Setting up a subsidiary in France by an international company entails significant tax obligations, especially regarding transfer pricing. These practices directly influence the allocation of profits between countries and, consequently, the tax burden in each jurisdiction. To prevent artificial profit shifting and ensure that each country collects its fair share of tax, tax authorities impose strict rules. This article explains why it is essential for subsidiaries of an international group to structure their transfer pricing transparently and in compliance, and how Hexagone Advisory can help you manage these obligations.

Why Transfer Pricing Is Crucial for International Subsidiaries

Transfer pricing refers to the prices applied to transactions between different entities within the same group, such as subsidiaries and their parent company. They influence the allocation of profits across borders, which impacts the amount of taxes paid in each country. The goal of tax authorities is to prevent multinational groups from artificially shifting profits to low-tax jurisdictions by adjusting transfer prices.

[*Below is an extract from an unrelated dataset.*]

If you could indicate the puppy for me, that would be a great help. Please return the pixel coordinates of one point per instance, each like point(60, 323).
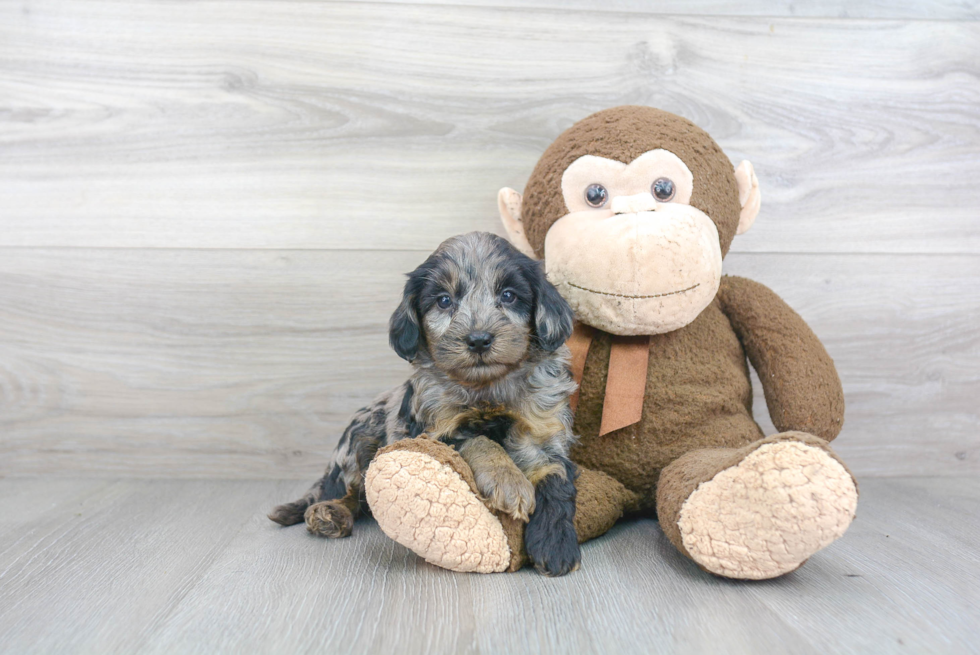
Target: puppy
point(485, 332)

For subsidiaries in France, authorities require that transfer prices comply with the arm’s length principle: internal prices must correspond to those applied between independent companies. In practice, this means that a subsidiary must demonstrate that its internal transactions are justified by market prices to avoid tax adjustments.

Documentation Requirements: Justifying Profit Allocation

To be compliant, each French subsidiary must produce comprehensive documentation justifying its transfer pricing policy, which is essential in case of a tax audit. These documents must demonstrate that the profits allocated to France are consistent with the functions performed and risks assumed by the subsidiary, compared to other group entities. The documentation generally includes:

  • The Master File: Presents the group structure, its global activities, and its overall transfer pricing policies.
  • The Local File: Specifically concerns the French subsidiary, describing its internal transactions and the transfer pricing method used.
  • Country-by-Country Report: Required for large groups, detailing profits, workforce, and taxes paid in each country.

These documents are essential to demonstrate that the profits allocated to each country, and thus the taxes paid, comply with international rules.

How Can Hexagone Advisory Help?

Hexagone Advisory supports subsidiaries in the management of their transfer pricing and in implementing compliant methods, aligning your practices with local requirements. Our team helps you:

  • Structure your transfer pricing policy: We analyze your transactions to ensure your internal prices align with market standards.
  • Draft the documentation: We prepare the Master and Local Files, ensuring they clearly justify profit allocation.
  • Optimize tax allocation: Based on strategic analysis, we help minimize the risks of double taxation while maximizing compliance.

By entrusting Hexagone Advisory with this mission, you ensure your subsidiary’s strong compliance with French and international tax rules, maintaining transparent and optimized tax allocation.